Interestingly WIS was recently bumped to CUDA 12.2, etc and the performance improvements were very marginal. WIS uses Ctranslate2 under the hood (same as faster-whisper) which offers among the best Whisper performance overall but doesn't benefit much from changes in these underlying libraries. In the end even if it somehow magically doubled performance (it doesn't and won't) that still places the latest generation ~$600 Jetson board 5x slower than an ancient yet still fully officially supported ~$100 GPU. Power and form-factor is an issue but for the voice assistant use case a Jetson board barely doing realtime with Whisper medium is unacceptable to me and the vast majority of our users. Our goal is sub one second voice command sessions from end of speech, to command execution, to TTS response and Jetson just can't provide that at any cost.

I'm glad there are community resources for Jetson platforms (which I'm aware of) but their existence underscores my point - you'll notice when perusing through there are often various hoops to jump through whereas anything else is basically "install driver, container toolkit, docker run" and it just works and works performantly. Basically CUDA x86_64 and discrete GPUs is native/expected/developed for, Jetson is almost always a bit of an edge case with rough edges (relatively) all over the place.

> And your project is very cool!

Thanks! In terms of your suggestion I certainly might but in the meantime, overall (based on my Jetson experience) as I said in that discussion I'm very reluctant to officially support the Jetson line with WIS. I'm almost certain it will blow-back on the project and cause support headaches for us while all the while providing a sub-optimal user experience.

I have a Jetson as well, and you are sorely mistaken. Just reading the doc pages everything seems nice and well, but Nvidia deprecates these little boards like no other. No support after you've bought the thing, and everything is kept frozen. (ie no new python, no new python dependencies, etc) What they aren't telling you is that specific sub-versions within each jetson/orin family board have differing support (ie not what they say on that website you are reading), and it's up to you to figure it out.

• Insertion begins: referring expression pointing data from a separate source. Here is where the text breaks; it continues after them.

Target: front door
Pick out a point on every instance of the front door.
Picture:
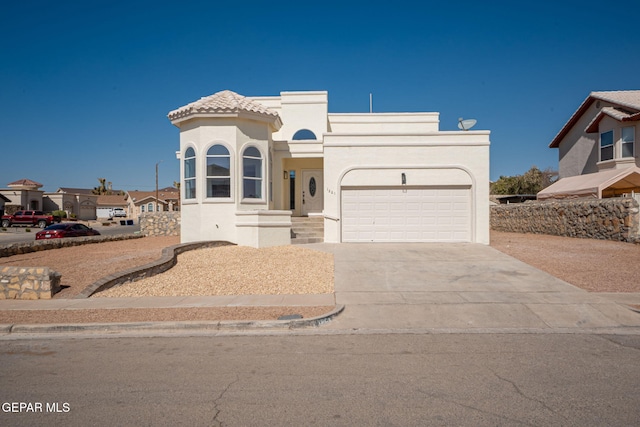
(312, 192)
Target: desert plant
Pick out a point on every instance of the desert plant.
(531, 182)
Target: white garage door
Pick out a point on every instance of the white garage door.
(406, 215)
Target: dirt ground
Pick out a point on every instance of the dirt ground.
(593, 265)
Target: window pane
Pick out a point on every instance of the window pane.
(190, 189)
(253, 168)
(606, 139)
(218, 150)
(252, 189)
(252, 152)
(218, 166)
(190, 168)
(218, 187)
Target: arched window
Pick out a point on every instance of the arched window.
(218, 172)
(304, 134)
(190, 174)
(252, 173)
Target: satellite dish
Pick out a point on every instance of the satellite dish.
(466, 124)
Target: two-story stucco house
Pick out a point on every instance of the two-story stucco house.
(598, 148)
(248, 164)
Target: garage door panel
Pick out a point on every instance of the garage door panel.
(406, 215)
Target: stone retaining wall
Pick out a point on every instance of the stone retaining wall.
(43, 245)
(160, 224)
(168, 259)
(28, 282)
(607, 219)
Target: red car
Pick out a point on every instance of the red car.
(65, 229)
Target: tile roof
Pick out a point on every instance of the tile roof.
(111, 200)
(618, 114)
(592, 184)
(624, 98)
(24, 183)
(72, 190)
(628, 99)
(224, 102)
(139, 196)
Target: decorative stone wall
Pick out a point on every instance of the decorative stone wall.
(607, 219)
(160, 224)
(28, 282)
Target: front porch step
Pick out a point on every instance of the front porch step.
(307, 230)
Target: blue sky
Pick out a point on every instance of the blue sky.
(87, 85)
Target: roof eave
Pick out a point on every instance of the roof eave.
(555, 143)
(273, 120)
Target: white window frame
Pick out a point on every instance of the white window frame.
(207, 156)
(612, 145)
(631, 142)
(191, 179)
(260, 179)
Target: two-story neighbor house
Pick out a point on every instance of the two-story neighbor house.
(598, 148)
(250, 163)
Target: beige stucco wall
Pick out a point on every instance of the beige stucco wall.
(214, 218)
(406, 123)
(299, 110)
(352, 149)
(436, 159)
(579, 151)
(24, 198)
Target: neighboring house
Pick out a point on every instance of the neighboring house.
(78, 203)
(107, 202)
(598, 148)
(249, 164)
(3, 200)
(140, 202)
(23, 194)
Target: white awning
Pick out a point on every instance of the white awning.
(608, 183)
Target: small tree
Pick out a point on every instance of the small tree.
(531, 182)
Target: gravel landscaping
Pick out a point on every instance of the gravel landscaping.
(238, 270)
(594, 265)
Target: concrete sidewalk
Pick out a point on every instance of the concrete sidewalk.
(412, 288)
(456, 287)
(171, 302)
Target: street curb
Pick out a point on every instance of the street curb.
(226, 325)
(167, 260)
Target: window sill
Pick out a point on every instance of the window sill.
(253, 201)
(215, 200)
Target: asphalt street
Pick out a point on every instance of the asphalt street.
(20, 234)
(373, 379)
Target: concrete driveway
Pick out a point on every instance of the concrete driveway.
(466, 287)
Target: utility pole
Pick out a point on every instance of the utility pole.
(157, 185)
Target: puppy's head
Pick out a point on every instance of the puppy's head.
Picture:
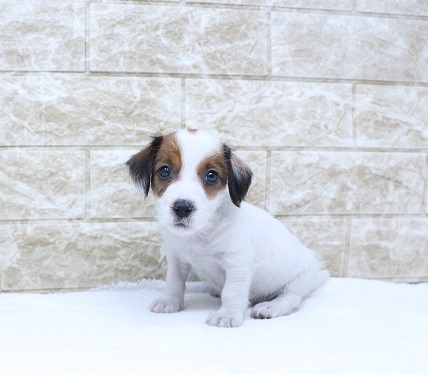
(191, 173)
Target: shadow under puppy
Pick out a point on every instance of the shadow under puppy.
(244, 254)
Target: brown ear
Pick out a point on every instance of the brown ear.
(141, 165)
(239, 178)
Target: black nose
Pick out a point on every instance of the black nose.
(183, 208)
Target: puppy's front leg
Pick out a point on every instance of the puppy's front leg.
(234, 298)
(173, 296)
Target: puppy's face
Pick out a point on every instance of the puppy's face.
(191, 173)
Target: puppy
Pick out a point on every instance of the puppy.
(245, 255)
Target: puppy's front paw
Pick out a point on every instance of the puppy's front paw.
(165, 306)
(225, 319)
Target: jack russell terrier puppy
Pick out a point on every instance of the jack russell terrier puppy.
(245, 255)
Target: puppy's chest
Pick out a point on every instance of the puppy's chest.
(205, 260)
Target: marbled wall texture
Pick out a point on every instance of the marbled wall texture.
(326, 100)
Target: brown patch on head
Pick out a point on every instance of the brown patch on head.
(168, 155)
(213, 173)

I've gotten my Jetson to work well using Yocto to build my own linux distros with correct updated dependencies, libraries and updated jetpack, but it's not for the faint of heart, and that's a whole other ball of yarn. It also takes a few hours to generate a new build every time I need to update some dependency that depends on other dependencies (Yocto maintenance is a full time job in many embedded development shops - you're basically authoring your own distribution).

Treat these devices as what they are: embedded target boards for fixed industrial development (for example, to go into a robot or a car - once that design is finished, Nvidia will expect you to NEVER update any part of the system with an embedded jetson or orin system for years, until you replace the whole thing with their newest model that you buy off the shelf again).

This is standard fare in embedded and robotics space. Do not use these boards for any kind of rapidly moving software development, because it's the wrong tool for the job.

+1

Software for Jetson boards should be viewed as firmware for these embedded/industrial devices. They get installed in a robot, MRI machine, etc with a specific bespoke application targeting what they came with and are never touched again -or- supported by some large commercial firm with the skillsets you describe.

I was as firm/absolute in my original reply as I was because anyone who thinks life with Jetson is similar to life with a discrete Nvidia GPU on x86_64 will be in for a huge shock and 95% of the time it will end up on their shelf in a year or two.

It's one thing when it's the latest random ARM SBC you bought for $50 with no vendor support, it's another thing entirely when you're spending > $600 (or $2000 as this started!!!!) on a Jetson.

Yes, it's all rather recent in my experience. You get CUDA 12 and the newest Pytorch.
For now. Check back in a couple of years.